Cover CDN and compute costs with $120K in annual credits

Akamai RISE is the only startup credit program combining enterprise CDN delivery with cloud compute. For media, video, or high-traffic consumer apps where CDN costs are a primary infrastructure expense, this is the most valuable credit program available.

$479 value
02

Migration assist

Templates and scripts to move off your legacy tool.

$365 value
03

Renewal lock

Discount carries into year two — verified by us, not the vendor.

$366 value
04

Founder office hours

Quarterly access to product leadership.

$367 value
05

Stack credits

Bonus credits redeemable on partner tooling.

$368 value
06

Annual audit

We re-verify the offer every quarter so it never goes stale.

$369 value

How to claim

  1. Click claim

    Hit the button on this page — opens the partner site in a new tab.

  2. Apply via your VC or accelerator

    Check your investor or accelerator benefits portal for the Akamai RISE partner code. Y Combinator, Sequoia, and most Tier 1 VCs have codes available.

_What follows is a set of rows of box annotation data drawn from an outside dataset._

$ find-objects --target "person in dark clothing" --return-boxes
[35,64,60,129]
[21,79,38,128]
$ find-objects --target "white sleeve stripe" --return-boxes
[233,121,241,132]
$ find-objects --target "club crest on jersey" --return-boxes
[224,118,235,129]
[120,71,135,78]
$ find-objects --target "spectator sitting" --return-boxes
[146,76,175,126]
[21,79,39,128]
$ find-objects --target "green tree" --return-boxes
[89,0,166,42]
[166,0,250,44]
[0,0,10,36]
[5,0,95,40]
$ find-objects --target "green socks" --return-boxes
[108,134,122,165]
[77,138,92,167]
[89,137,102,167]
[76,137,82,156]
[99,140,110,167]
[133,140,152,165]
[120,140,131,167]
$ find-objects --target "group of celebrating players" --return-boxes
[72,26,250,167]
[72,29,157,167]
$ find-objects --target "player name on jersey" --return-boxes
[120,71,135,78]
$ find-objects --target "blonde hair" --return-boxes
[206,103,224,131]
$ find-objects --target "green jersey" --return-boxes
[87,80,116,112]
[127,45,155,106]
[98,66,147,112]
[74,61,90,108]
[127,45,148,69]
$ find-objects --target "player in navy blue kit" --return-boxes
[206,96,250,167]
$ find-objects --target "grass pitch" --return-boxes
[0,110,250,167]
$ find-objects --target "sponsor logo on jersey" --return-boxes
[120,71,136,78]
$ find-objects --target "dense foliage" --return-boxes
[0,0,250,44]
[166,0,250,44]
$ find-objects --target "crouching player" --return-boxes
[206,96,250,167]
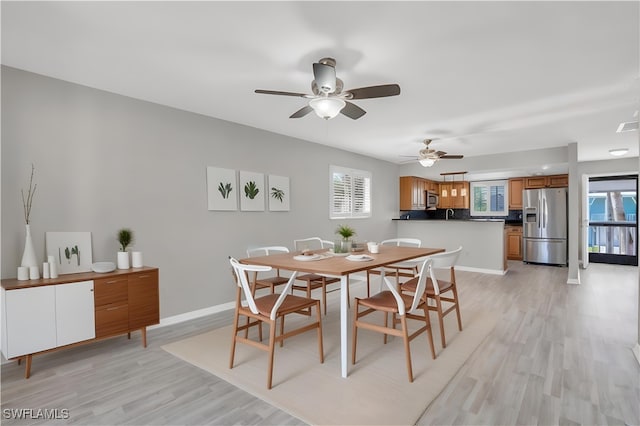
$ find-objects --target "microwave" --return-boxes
[427,191,438,209]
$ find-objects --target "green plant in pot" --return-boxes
[333,225,356,253]
[117,228,133,269]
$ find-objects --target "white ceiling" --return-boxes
[1,1,640,163]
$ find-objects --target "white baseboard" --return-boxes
[147,274,367,330]
[456,265,507,275]
[147,302,236,330]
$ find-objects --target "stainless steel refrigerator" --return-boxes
[522,188,567,265]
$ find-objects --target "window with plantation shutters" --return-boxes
[329,166,371,219]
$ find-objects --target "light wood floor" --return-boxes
[1,262,640,425]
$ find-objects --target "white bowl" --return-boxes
[91,262,116,274]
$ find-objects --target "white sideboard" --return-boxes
[0,267,160,378]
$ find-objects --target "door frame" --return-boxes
[582,173,640,269]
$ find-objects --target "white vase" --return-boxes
[118,251,129,269]
[20,224,38,266]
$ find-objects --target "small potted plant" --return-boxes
[333,225,356,253]
[118,228,133,269]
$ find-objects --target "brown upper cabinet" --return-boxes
[524,175,569,189]
[438,181,469,209]
[400,176,439,211]
[509,178,524,210]
[400,176,427,210]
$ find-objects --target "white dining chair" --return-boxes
[351,259,436,382]
[367,238,425,296]
[292,237,349,315]
[400,246,462,349]
[229,257,324,389]
[247,246,289,294]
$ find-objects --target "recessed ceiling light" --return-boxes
[616,121,638,133]
[609,148,629,157]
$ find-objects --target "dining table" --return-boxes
[240,245,445,378]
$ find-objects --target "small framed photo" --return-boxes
[240,171,265,212]
[207,167,238,211]
[45,232,93,275]
[268,175,290,212]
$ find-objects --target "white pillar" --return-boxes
[567,142,580,284]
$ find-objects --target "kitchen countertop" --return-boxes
[392,218,522,226]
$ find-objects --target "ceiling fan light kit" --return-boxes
[255,58,400,120]
[309,98,347,120]
[418,158,436,167]
[609,148,629,157]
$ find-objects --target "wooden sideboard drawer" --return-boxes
[93,276,129,308]
[96,303,129,338]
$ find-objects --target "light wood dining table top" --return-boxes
[240,245,445,276]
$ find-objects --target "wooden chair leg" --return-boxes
[267,321,276,389]
[276,315,284,347]
[400,315,413,383]
[423,305,436,359]
[322,278,327,315]
[351,299,360,364]
[435,296,447,349]
[383,312,388,345]
[229,310,240,368]
[24,355,33,379]
[140,327,147,348]
[316,302,324,364]
[451,285,462,331]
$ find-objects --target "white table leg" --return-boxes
[340,275,349,378]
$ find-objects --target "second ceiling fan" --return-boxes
[255,58,400,120]
[408,139,464,167]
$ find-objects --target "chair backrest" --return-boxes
[229,256,298,320]
[293,237,324,251]
[247,246,289,257]
[322,240,336,248]
[429,246,462,294]
[380,238,422,247]
[384,258,431,315]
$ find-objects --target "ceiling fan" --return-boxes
[255,58,400,120]
[402,139,464,167]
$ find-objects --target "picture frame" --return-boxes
[239,171,266,212]
[207,167,239,211]
[267,175,291,212]
[45,232,93,275]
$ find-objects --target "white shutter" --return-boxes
[330,166,371,219]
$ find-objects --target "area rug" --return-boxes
[163,282,497,425]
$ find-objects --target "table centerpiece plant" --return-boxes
[118,228,133,269]
[333,225,356,253]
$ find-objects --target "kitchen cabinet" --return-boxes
[2,267,160,378]
[505,225,522,260]
[400,176,427,211]
[438,182,469,209]
[426,179,439,194]
[509,178,524,210]
[524,175,569,189]
[438,182,453,209]
[451,182,469,209]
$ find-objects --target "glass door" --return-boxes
[588,176,638,265]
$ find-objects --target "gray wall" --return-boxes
[1,67,398,318]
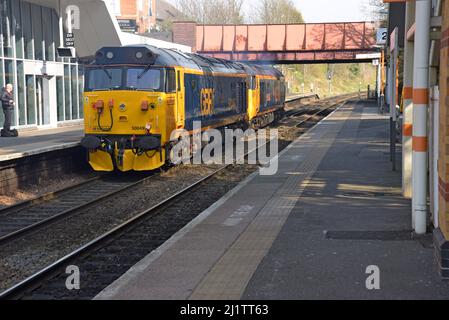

  3. Discount applies automatically

    Renewals stay at the same rate — verified by us, not the vendor.

How Akamai RISE stacks up

How Akamai RISE compares to alternatives across pricing and features
Feature Akamai RISE
Free trial 14 days
Cheapest paid plan $0/mo
Annual discount Up to 25%
Refund window 30 days
Setup time < 1 hour
Best for Founders

What members say

“Best program for startups needing GPU + CDN together”
Sadia Islam
Founder
“Linode's developer ergonomics survived the Akamai acquisition”
Yemi Fadahunsi
Infrastructure Engineer
“Akamai CDN + compute credits is a unique combination”
James Ikenna
CTO

Frequently asked

What is Akamai RISE?
Akamai RISE is the startup credit program combining Akamai Cloud (ex-Linode) compute credits with Akamai enterprise CDN credits. It offers up to $120K per year for qualifying startups with a focus on content delivery and cloud infrastructure.
Does Akamai RISE include CDN credits?
Yes. Unlike AWS, GCP, or Azure startup programs where CDN costs come out of the same general credit pool, Akamai RISE explicitly covers enterprise CDN delivery alongside cloud compute. For high-traffic consumer apps or media startups, this is the most valuable aspect of the program.
How is Akamai RISE different from Linode's old startup program?
Akamai acquired Linode in 2022. The former Linode startup program has been integrated into Akamai RISE, which now combines Linode's developer-friendly cloud infrastructure with Akamai's enterprise CDN network. Credits cover the unified Akamai Cloud platform.